Addendum: It is completely free to upload data to the Google Cloud platform buckets, including FireCloud workspace buckets (which are just regular buckets as far as Google is concerned). It's also free to move data between Google buckets or from a Google bucket to a Google virtual machine in the same region.
Storing files on the cloud costs money, because somewhere, there's a hard drive taking up space and sucking down electricity for the sole purpose of keeping the data there. The bigger the file, you guessed it, the more it costs to store.
FireCloud provides storage cost estimates for the buckets that are associated with workspaces. Specifically, you can view the estimated monthly cost of storage for all the data that lives in a workspace's bucket, right below the Google bucket ID in the Summary page of the workspace.
In this screenshot, $3.03 is the estimated storage fee per month to host the files in this workspace's bucket. Google will charge this amount to the FireCloud billing project that was used to set up the workspace (broad-dsde-firecloud-billing).
If you're already cloud-savvy you might be aware that there are different levels of storage, with different costs, that correspond to how fast you can access your data and where it is geographically stored. FireCloud uses standard storage in multi-regional buckets, which is the most convenient but not the cheapest option. If you would like to minimize your storage costs, you can move your data to cheaper storage through the Google console -- but note that FireCloud does not have any way to automatically update the links it records for your files, so moving the data around will break those links.

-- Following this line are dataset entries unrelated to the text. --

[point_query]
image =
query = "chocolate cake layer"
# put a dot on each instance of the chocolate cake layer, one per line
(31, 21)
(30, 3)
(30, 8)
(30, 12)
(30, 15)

Whenever you run an analysis that gets executed on the Google Cloud Engine, you will have to pay for the operating costs of the computational infrastructure -- i.e. "the compute" for short.
If you're new to the field and/or this kind of infrastructure, this is the really stressful part, because on the face of it there is no obvious way to predict what any given workflow will cost you -- and there is typically a lag of 6 to 48 hours between the time when the cloud resource is running and the moment when that activity gets billed to you.
Google will bill your usage per minute, at a rate that depends on:
- the size of the virtual machine
- amount of RAM
- number of CPUs
- type (HDD or SSD) and size of persistent disk
All of these are parameters that can be set in the runtime section of each task within the WDL of a method. If they are not set, Google will use some basic default values when determining what type of virtual machines to provision for your workflow tasks.
Naturally, the key to minimizing your costs is to request the right resources for each task -- enough for the process to run efficiently but not so much that resources get wasted. For example, there's no point requesting a machine with multiple CPUs to run a program that cannot use more than one at a time.
That being said, it's typically not trivial to determine what are the right resources for a given task, especially if there's going to be any substantial variation in the size and shape of the data that you're going to push through it. We are currently working on defining and documenting some WDL scripting techniques that make it possible to "autosize" the resource requests based the data inputs.
We're also working on two approaches to make compute costs more predictable. One is to encourage workflow developers to include estimated costs in the documentation of the methods they publish. The other is to integrate the reporting of costs per-workflow, per-submission, per-submitter and per workspace into the FireCloud billing management features.